Will you please comment on ROM.5:12-21. How are all condemned in Adam??


In this text Paul presents a magnificent summation of the theme, spiritual condemnation and redemption, objectively considered. Many of our difficulties in interpretation arise because we try to particularize and make individual application out of generalized statements. But Paul answers the question in v.12: "for that all have sinned". (My sin damns me!)

(12) One man sinned, and one man died -- spiritually. All die, "for that all have sinned". But Adam initiated sin into the world so his sin is representative of all that follow, and his death becomes THE death, considered abstractly, which envelops mankind.

(13-14) Adam sinned by violating a positive precept, and the giving of THE Law, through Moses, gave "occasion" for more of this type of sin, making the need for forgiveness the more apparent (3:19, 5:20, 7:8-13); but where there is Divine authority there is obligation -- and sin, even in the absence of codified law (2:14-f).

(15) A contrast in magnitude -- the offense of one, which extended unto many (v. 12) is "much more" overshadowed by the grace extended through one to the many (who accept Him).

(16) A contrast in results -- condemnation versus justification.

(17) THE death (see Greek) considered abstractly, initiated by one (Adam), is counteracted by THE righteousness (also considered abstractly) which was initiated by one (Jesus Christ). (18) The universality of death having been affirmed ("for that all have sinned") he also affirms the universality of the remedy. (In general context, we should remember that he is saying Gentiles have the same opportunity to life as do the Jews.)

(19) AS one man brought sin into the world, and as many as were influenced thereby (and thereby sinned, v.12) were made sinners; SO, one (Jesus) was obedient (unto death, PHI.2:8-f; HEB.5:8-9) and as many as are influenced thereby may be made righteous (through the forgiveness of their sins, 3:25, 4:5-8).

At the foundation of Paul's complex argument in the Roman letter is a simple theme. Sin is the disease, and all have it, because all sin. The gospel (good news) of Christ is the remedy (He died for us, ISA.53:) and this remedy is for all (Jew or Gentile) who will call on Him.

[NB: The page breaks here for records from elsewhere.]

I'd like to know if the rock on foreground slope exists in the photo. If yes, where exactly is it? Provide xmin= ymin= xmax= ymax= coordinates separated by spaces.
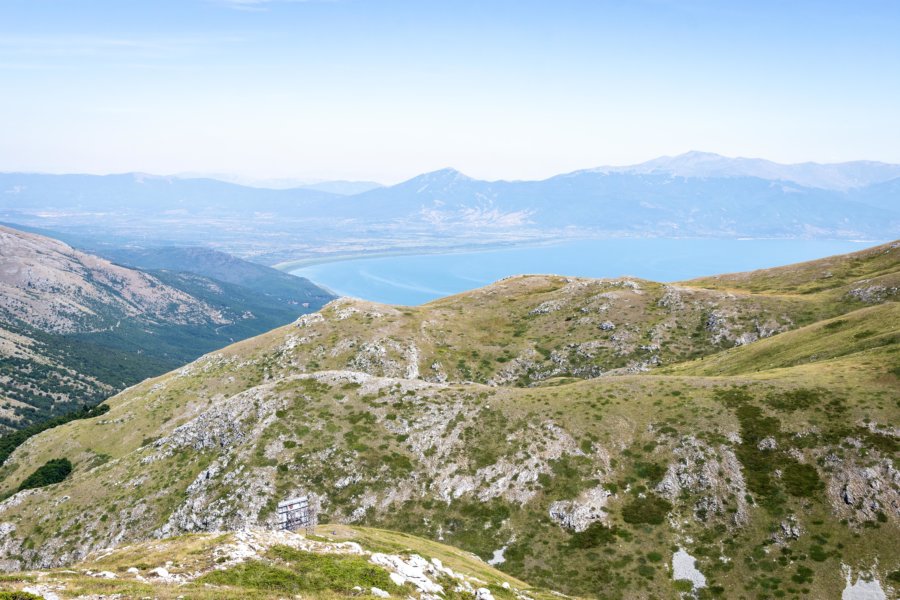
xmin=0 ymin=243 xmax=900 ymax=598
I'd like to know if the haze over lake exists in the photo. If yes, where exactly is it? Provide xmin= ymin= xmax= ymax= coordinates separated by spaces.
xmin=291 ymin=238 xmax=878 ymax=306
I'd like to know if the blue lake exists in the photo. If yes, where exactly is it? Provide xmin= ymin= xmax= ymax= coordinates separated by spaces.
xmin=291 ymin=238 xmax=879 ymax=306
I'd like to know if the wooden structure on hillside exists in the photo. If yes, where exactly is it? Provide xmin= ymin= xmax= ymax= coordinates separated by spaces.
xmin=275 ymin=496 xmax=318 ymax=533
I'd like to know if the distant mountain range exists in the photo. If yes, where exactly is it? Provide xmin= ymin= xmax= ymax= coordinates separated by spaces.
xmin=0 ymin=152 xmax=900 ymax=264
xmin=589 ymin=151 xmax=900 ymax=190
xmin=0 ymin=242 xmax=900 ymax=600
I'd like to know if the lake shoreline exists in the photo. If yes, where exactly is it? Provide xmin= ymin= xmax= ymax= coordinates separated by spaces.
xmin=290 ymin=238 xmax=880 ymax=306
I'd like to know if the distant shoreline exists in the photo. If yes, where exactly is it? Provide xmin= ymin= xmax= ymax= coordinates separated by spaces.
xmin=271 ymin=236 xmax=883 ymax=273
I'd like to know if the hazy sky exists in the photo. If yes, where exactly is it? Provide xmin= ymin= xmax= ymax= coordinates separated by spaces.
xmin=0 ymin=0 xmax=900 ymax=183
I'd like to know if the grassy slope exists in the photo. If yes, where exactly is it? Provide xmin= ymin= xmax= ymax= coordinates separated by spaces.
xmin=0 ymin=525 xmax=553 ymax=600
xmin=0 ymin=239 xmax=900 ymax=598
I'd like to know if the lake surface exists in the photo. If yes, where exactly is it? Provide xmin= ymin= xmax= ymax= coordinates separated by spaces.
xmin=291 ymin=239 xmax=879 ymax=306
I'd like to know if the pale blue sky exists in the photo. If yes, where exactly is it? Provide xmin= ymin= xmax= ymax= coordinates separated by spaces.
xmin=0 ymin=0 xmax=900 ymax=182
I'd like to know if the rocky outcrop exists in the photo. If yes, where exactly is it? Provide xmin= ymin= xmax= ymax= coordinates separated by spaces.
xmin=550 ymin=486 xmax=612 ymax=532
xmin=656 ymin=436 xmax=749 ymax=525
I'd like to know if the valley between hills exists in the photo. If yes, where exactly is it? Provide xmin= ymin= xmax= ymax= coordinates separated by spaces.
xmin=0 ymin=242 xmax=900 ymax=600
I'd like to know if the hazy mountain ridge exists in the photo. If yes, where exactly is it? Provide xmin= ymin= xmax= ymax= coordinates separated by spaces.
xmin=588 ymin=151 xmax=900 ymax=190
xmin=0 ymin=227 xmax=332 ymax=425
xmin=0 ymin=243 xmax=900 ymax=598
xmin=0 ymin=153 xmax=900 ymax=264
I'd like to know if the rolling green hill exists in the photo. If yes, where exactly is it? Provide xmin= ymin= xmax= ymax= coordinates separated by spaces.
xmin=0 ymin=227 xmax=333 ymax=429
xmin=0 ymin=243 xmax=900 ymax=598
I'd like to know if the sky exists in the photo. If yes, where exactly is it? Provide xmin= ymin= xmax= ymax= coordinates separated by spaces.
xmin=0 ymin=0 xmax=900 ymax=183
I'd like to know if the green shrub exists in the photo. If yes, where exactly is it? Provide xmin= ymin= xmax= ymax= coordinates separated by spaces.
xmin=19 ymin=458 xmax=72 ymax=491
xmin=569 ymin=521 xmax=616 ymax=548
xmin=622 ymin=495 xmax=672 ymax=525
xmin=199 ymin=546 xmax=402 ymax=594
xmin=781 ymin=462 xmax=824 ymax=498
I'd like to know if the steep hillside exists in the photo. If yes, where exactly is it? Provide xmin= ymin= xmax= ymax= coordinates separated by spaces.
xmin=0 ymin=227 xmax=330 ymax=427
xmin=0 ymin=245 xmax=900 ymax=598
xmin=0 ymin=525 xmax=554 ymax=600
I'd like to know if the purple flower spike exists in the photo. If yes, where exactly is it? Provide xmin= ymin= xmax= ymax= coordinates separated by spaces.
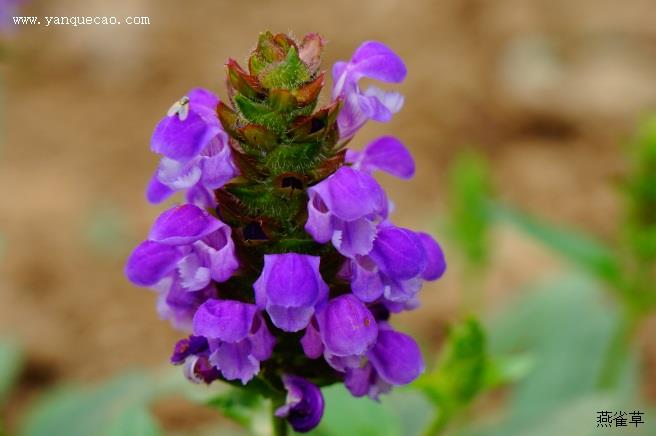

Someone else's sin is not placed upon me, so that I am counted a sinner because he sinned ("everyone of us shall give account of himself to God" ROM.14:12) nor is someone else's righteousness placed upon me, so that I am counted righteous because he is righteous. (See 1JO.3:7) Adam's sin affects my condemnation only in a secondary sense -- as sin in the world influences my conduct. BUT DON'T SELL THIS SHORT! The consequence of Adam's sin is so great that it relates to Death as Jesus Christ relates to Life.